Ardito mengatakan, Lebaran dan momen akhir tahun menjadi berkah bagi pelaku bisnis logistik. Bahkan khusus momen akhir tahun, tren kenaikannya cukup tinggi bisa mencapai 60 hingga 100 persen. Faktor utama kenaikan itu adalah adanya kegiatan yang dilakukan pelaku e-commerce.
“Ada beberapa kegiatan yang dilakukan para pelaku e-commerce. Seperti promo Harbolnas atau Hari Belanja Online Nasional yang jatuh pada 12 Desember. Lonjakan pengiriman ini biasanya terjadi H-10 Natal dan tahun baru,” ungkapnya.
Sementara itu, Vice President of Marketing JNE, Eri Palgunadi mengatakan, agar dapat terus mempertahankan kualitas pelayanan kepada pelanggan, JNE terpaksa melakukan penyesuaian tarif pada 21 Maret 2019 lalu. Kenaikan itu berlaku untuk pengiriman paket dengan kota asal maupun tujuan ke beberapa wilayah selain Jabodetabek (Jakarta-Bogor-Depok-Tangerang-Bekasi) dalam service Regular, OKE dan YES. Rata-rata kenaikan sekitar 19 persen.
“Selama tiga tahun terakhir, baru kali ini JNE melakukan penyesuaian tarif. Tujuannya demi mempertahankan dan terus meningkatkan kualitas pelayanan, serta melanjutkan inovasi maupun pengembangan diberbagai bidang. Keputusan ini telah melalui pertimbangan matang agar dapat memberikan hasil terbaik dalam semangat tagline ‘Connecting Happiness’ bagi masyarakat,” ujarnya.
Menurut Eri, JNE terus melakukan inovasi melalui strategi distribusi yang efektif. Caranya dengan memaksimalkan penggunaan moda transportasi udara, darat maupun laut dalam mengirimkan paket. Begitu pula dalam hal teknologi informasi seperti managemen cloud, juga ditingkatkan agar dapat terus meningkatkan kapasitas pengiriman secara konsisten setiap tahun sebesar 30 persen.
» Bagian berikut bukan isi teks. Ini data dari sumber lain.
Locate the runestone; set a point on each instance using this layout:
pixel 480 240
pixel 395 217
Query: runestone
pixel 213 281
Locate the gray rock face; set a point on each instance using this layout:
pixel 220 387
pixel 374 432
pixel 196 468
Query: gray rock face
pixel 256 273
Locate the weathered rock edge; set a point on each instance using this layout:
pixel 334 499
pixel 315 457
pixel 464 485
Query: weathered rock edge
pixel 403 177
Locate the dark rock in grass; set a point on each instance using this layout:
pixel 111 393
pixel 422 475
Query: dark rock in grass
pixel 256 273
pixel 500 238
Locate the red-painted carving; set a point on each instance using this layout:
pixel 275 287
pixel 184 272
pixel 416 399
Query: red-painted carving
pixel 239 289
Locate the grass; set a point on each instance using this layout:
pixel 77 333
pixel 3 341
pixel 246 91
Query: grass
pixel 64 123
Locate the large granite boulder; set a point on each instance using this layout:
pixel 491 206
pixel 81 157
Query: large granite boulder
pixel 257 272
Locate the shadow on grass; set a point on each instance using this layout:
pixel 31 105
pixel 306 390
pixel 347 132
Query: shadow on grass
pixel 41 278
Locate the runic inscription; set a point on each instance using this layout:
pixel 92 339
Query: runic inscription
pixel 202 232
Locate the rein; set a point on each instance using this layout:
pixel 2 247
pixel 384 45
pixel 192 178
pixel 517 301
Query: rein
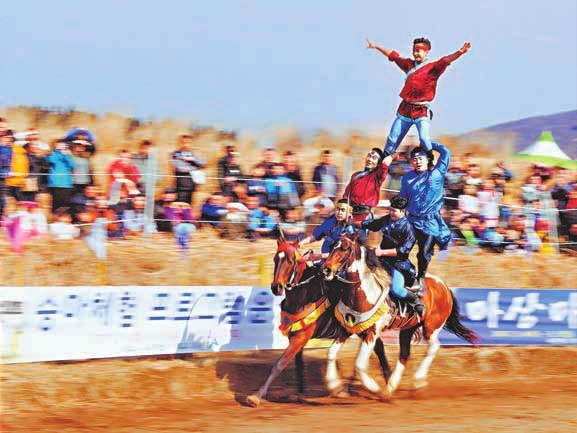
pixel 342 279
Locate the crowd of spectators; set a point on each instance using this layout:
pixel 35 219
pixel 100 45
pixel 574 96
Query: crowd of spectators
pixel 483 211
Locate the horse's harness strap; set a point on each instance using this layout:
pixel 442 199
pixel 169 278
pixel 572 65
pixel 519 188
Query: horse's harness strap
pixel 297 322
pixel 356 322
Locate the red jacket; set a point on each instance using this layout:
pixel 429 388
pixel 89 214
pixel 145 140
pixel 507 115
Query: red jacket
pixel 420 84
pixel 364 188
pixel 130 171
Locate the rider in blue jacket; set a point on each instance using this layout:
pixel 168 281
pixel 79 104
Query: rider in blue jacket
pixel 423 187
pixel 398 239
pixel 331 229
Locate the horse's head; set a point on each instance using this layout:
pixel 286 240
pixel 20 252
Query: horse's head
pixel 289 265
pixel 345 251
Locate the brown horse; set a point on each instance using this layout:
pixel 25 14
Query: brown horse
pixel 306 313
pixel 366 309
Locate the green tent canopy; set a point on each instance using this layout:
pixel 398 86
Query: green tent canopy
pixel 546 151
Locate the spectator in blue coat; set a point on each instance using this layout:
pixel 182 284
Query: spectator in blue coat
pixel 60 180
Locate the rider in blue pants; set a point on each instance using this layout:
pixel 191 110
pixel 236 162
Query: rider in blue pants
pixel 398 238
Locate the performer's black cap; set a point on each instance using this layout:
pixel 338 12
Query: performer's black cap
pixel 378 151
pixel 398 202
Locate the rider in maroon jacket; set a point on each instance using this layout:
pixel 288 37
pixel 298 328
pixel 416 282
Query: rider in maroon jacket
pixel 363 190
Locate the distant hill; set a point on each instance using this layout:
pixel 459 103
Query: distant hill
pixel 520 133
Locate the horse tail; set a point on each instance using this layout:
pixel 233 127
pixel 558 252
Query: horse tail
pixel 454 325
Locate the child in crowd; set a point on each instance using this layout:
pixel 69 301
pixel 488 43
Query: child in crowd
pixel 62 228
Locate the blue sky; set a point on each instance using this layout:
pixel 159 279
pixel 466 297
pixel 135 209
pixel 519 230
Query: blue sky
pixel 261 64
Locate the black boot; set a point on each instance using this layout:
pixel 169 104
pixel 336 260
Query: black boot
pixel 416 302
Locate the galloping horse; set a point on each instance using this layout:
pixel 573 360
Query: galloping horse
pixel 306 312
pixel 366 309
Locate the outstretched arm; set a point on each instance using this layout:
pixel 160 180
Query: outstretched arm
pixel 384 51
pixel 452 57
pixel 444 158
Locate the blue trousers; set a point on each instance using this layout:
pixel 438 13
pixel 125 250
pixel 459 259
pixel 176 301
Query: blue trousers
pixel 401 126
pixel 398 284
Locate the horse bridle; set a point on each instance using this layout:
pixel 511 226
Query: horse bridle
pixel 342 279
pixel 293 274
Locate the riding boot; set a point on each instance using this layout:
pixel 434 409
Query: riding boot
pixel 416 302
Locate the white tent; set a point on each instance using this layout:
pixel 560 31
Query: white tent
pixel 545 146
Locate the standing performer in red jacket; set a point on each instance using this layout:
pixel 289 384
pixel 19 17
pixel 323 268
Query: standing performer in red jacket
pixel 418 91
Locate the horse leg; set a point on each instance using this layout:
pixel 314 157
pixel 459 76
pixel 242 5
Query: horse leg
pixel 423 370
pixel 362 362
pixel 296 343
pixel 383 361
pixel 332 379
pixel 300 372
pixel 405 337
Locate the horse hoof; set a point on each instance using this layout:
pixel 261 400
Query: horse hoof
pixel 253 401
pixel 385 395
pixel 420 383
pixel 340 394
pixel 295 398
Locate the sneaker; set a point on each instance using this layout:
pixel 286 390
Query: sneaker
pixel 421 290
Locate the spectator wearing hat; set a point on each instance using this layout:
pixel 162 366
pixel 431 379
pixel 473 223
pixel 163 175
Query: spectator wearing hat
pixel 134 218
pixel 5 161
pixel 214 210
pixel 454 184
pixel 292 225
pixel 186 165
pixel 293 172
pixel 260 222
pixel 33 140
pixel 141 160
pixel 468 202
pixel 84 135
pixel 161 210
pixel 62 228
pixel 124 168
pixel 32 219
pixel 281 191
pixel 37 180
pixel 489 201
pixel 256 185
pixel 19 167
pixel 268 162
pixel 82 175
pixel 397 240
pixel 230 174
pixel 60 175
pixel 222 164
pixel 325 176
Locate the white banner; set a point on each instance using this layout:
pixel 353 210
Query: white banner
pixel 65 323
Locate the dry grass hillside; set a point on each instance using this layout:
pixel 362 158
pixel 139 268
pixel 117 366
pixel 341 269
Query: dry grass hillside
pixel 213 260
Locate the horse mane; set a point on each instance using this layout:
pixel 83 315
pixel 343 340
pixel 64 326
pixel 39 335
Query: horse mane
pixel 374 265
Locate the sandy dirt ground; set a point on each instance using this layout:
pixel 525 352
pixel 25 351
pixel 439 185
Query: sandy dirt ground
pixel 216 261
pixel 470 389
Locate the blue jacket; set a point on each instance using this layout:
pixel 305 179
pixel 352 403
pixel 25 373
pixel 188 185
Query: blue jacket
pixel 331 230
pixel 60 173
pixel 277 187
pixel 399 235
pixel 425 194
pixel 5 159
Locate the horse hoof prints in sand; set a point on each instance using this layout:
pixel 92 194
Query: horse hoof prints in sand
pixel 366 309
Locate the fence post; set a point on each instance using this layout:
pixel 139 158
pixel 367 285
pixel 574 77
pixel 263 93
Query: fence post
pixel 263 277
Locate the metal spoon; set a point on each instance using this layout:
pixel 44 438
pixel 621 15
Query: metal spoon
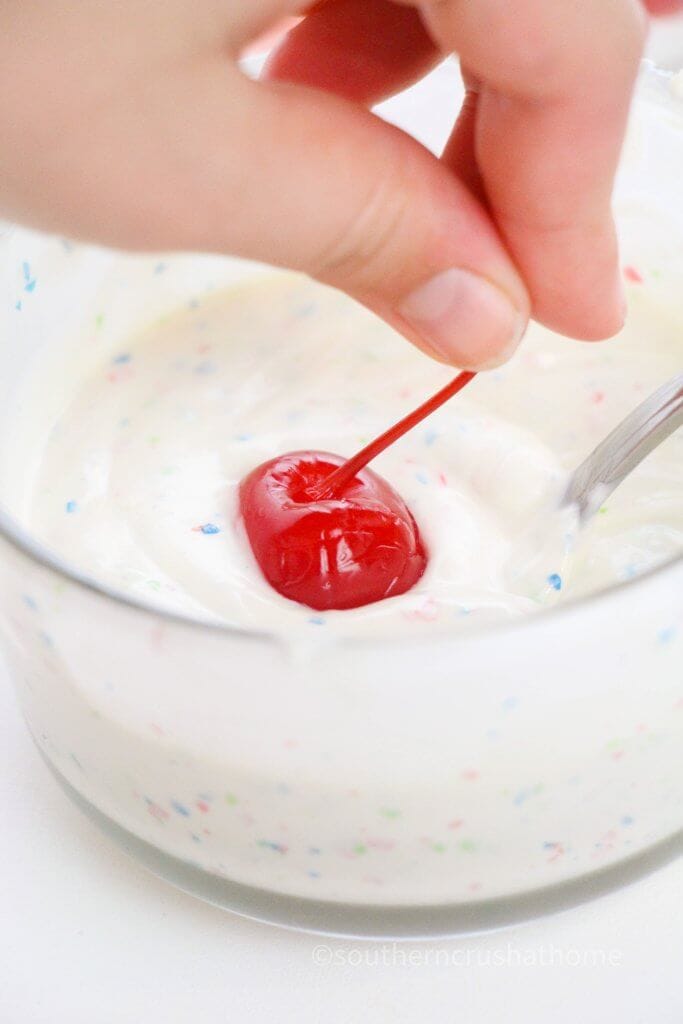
pixel 608 465
pixel 552 534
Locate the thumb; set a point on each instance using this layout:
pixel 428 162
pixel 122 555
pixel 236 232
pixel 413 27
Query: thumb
pixel 327 187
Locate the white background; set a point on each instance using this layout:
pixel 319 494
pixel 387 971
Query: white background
pixel 88 937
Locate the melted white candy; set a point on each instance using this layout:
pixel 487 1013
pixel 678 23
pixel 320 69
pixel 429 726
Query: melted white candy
pixel 152 449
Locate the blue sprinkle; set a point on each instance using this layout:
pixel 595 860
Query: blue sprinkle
pixel 268 844
pixel 667 635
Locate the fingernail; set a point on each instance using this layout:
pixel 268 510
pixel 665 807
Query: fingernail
pixel 464 318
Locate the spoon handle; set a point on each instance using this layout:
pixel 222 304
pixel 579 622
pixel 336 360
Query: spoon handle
pixel 626 448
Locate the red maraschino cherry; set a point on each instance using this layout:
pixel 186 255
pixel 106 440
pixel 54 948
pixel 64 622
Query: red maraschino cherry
pixel 330 532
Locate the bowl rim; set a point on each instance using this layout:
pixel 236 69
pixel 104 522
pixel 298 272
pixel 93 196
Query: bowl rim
pixel 46 558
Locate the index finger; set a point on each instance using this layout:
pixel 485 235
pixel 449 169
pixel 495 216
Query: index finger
pixel 553 95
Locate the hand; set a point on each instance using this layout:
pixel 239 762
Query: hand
pixel 128 122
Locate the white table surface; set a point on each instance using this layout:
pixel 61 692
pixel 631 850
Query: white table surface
pixel 89 937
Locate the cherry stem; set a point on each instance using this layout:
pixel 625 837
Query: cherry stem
pixel 347 470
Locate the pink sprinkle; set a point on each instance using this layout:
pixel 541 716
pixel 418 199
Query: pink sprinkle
pixel 158 812
pixel 381 844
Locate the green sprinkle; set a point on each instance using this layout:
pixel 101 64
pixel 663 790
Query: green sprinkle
pixel 390 812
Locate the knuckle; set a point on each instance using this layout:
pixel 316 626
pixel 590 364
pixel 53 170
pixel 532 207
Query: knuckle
pixel 363 250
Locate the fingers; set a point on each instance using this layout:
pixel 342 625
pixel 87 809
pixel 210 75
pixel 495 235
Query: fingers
pixel 359 205
pixel 664 6
pixel 556 81
pixel 363 49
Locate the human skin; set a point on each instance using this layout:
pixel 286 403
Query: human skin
pixel 129 123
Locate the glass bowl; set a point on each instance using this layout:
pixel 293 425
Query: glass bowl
pixel 369 787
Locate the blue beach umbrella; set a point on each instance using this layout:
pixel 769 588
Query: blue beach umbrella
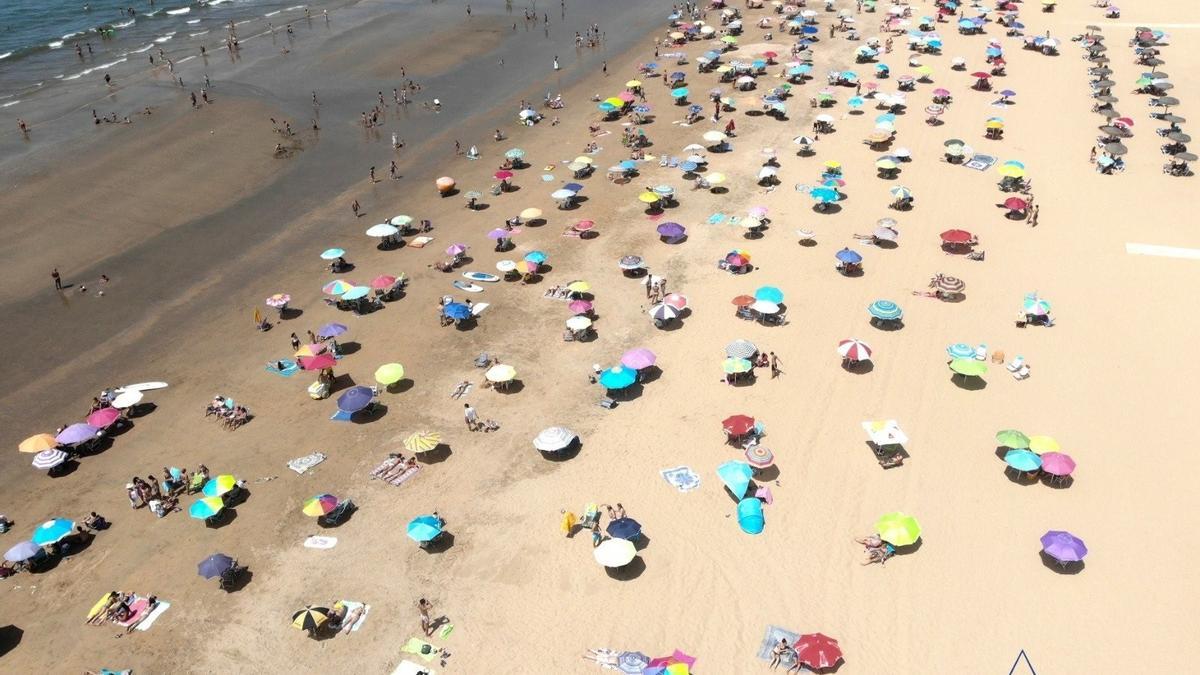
pixel 456 311
pixel 736 476
pixel 53 531
pixel 424 529
pixel 618 377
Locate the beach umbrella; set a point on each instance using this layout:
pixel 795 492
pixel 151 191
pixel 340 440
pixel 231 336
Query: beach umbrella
pixel 37 443
pixel 504 372
pixel 618 377
pixel 736 476
pixel 555 438
pixel 318 363
pixel 319 506
pixel 949 284
pixel 732 365
pixel 624 529
pixel 214 566
pixel 639 358
pixel 664 311
pixel 855 350
pixel 355 399
pixel 1044 444
pixel 424 529
pixel 456 311
pixel 885 310
pixel 615 553
pixel 969 368
pixel 389 374
pixel 1023 460
pixel 53 531
pixel 957 236
pixel 1012 438
pixel 310 617
pixel 77 434
pixel 1063 547
pixel 760 457
pixel 816 651
pixel 1057 464
pixel 219 485
pixel 898 529
pixel 48 459
pixel 738 424
pixel 423 441
pixel 205 508
pixel 22 551
pixel 741 348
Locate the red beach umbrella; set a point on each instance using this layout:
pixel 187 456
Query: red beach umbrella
pixel 738 424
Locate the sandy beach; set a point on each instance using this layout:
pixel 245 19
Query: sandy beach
pixel 196 222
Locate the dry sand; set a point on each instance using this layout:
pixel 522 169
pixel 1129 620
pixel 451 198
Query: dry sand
pixel 525 598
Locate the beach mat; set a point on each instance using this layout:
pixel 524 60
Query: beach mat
pixel 774 633
pixel 304 464
pixel 682 478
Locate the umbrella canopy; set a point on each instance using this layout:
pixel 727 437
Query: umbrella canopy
pixel 1023 460
pixel 48 459
pixel 624 529
pixel 898 529
pixel 855 350
pixel 553 438
pixel 741 350
pixel 53 531
pixel 219 485
pixel 424 529
pixel 355 399
pixel 637 358
pixel 37 443
pixel 618 377
pixel 736 476
pixel 214 566
pixel 389 374
pixel 1063 547
pixel 615 553
pixel 1012 438
pixel 319 506
pixel 738 424
pixel 817 651
pixel 885 310
pixel 310 617
pixel 205 508
pixel 22 551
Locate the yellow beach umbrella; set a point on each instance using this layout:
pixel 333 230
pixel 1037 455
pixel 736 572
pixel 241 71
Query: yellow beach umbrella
pixel 389 374
pixel 423 441
pixel 37 443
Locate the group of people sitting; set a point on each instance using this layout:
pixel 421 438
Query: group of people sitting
pixel 231 414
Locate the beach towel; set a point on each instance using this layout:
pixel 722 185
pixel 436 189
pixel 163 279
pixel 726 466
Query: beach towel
pixel 682 477
pixel 319 543
pixel 289 368
pixel 409 668
pixel 304 464
pixel 420 647
pixel 774 633
pixel 351 607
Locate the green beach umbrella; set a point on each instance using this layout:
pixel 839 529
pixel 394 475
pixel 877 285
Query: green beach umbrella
pixel 1012 438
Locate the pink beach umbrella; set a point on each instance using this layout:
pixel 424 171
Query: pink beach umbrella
pixel 1055 464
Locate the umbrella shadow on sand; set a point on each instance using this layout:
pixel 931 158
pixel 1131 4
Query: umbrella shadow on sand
pixel 1061 567
pixel 629 572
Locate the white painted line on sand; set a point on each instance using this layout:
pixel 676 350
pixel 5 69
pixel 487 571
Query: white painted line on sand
pixel 1162 251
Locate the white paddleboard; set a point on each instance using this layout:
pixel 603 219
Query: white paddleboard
pixel 481 276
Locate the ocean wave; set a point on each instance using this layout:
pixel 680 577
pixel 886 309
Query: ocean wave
pixel 94 69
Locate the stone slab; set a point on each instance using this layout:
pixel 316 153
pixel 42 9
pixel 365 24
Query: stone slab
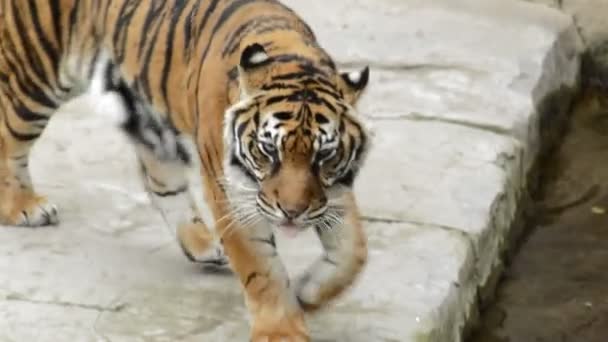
pixel 116 274
pixel 453 100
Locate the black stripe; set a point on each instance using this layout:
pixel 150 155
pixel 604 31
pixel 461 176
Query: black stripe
pixel 144 79
pixel 188 29
pixel 226 14
pixel 56 18
pixel 259 22
pixel 33 62
pixel 270 241
pixel 47 46
pixel 171 193
pixel 73 22
pixel 279 86
pixel 176 13
pixel 328 260
pixel 251 277
pixel 152 17
pixel 276 99
pixel 121 30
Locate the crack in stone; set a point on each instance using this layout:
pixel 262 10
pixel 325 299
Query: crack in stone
pixel 396 67
pixel 425 118
pixel 101 308
pixel 377 219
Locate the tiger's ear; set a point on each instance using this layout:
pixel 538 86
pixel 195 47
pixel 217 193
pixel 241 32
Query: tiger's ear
pixel 251 71
pixel 353 84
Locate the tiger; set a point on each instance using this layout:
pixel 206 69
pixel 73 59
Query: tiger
pixel 233 109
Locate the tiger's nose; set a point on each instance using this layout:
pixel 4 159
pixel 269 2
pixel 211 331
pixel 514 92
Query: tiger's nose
pixel 292 211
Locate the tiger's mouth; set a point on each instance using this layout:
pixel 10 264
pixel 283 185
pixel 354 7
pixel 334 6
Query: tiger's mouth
pixel 290 228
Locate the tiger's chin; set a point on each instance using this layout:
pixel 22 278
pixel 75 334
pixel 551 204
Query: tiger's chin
pixel 290 229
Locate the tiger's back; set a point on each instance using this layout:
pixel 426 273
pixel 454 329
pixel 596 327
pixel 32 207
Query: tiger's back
pixel 207 86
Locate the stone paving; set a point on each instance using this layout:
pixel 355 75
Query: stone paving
pixel 454 97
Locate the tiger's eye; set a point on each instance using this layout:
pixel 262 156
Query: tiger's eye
pixel 268 148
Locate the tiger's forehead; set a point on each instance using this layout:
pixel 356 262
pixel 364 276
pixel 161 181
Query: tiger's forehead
pixel 298 120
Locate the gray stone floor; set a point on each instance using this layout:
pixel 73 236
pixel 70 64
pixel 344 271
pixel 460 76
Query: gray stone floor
pixel 453 97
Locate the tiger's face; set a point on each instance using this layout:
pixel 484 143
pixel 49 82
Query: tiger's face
pixel 293 142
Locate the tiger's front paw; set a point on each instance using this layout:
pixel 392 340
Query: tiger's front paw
pixel 200 246
pixel 308 292
pixel 290 328
pixel 26 209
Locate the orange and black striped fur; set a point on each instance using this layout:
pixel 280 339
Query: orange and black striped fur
pixel 237 91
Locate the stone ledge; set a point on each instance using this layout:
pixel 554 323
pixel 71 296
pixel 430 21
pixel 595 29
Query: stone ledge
pixel 456 106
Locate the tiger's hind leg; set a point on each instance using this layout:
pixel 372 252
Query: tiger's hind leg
pixel 169 174
pixel 23 117
pixel 20 205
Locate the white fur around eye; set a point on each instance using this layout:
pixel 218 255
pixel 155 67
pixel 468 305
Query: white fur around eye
pixel 258 57
pixel 354 77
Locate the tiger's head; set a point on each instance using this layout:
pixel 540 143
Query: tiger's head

“Dalam bidang infrastruktur, selain jaringan yang terus ditambah, Mega Hub yang dapat menangani hingga 1 juta paket per hari saat ini juga sedang berjalan. Targetnya programnya akan rampung pada akhir 2019,” pungkasnya.
Sedangkan Deputi Regional Manager Pelayanan Pelanggan PT Pelindo III Surabaya, Dany Rahmad Agustian mengatakan, potensi bisnis logistik di Kota Surabaya cukup besar. Dari data 2018, total kontainer yang masuk di Jawa Timur sebanyak 2.789.000 tius. Dari jumlah itu, 26,78 persen ada di Kota Pahlawan. Sisanya dibagi dibeberapa daerah mulai Gresik, Mojokerto, Jombang, Malang hingga Pasuruan.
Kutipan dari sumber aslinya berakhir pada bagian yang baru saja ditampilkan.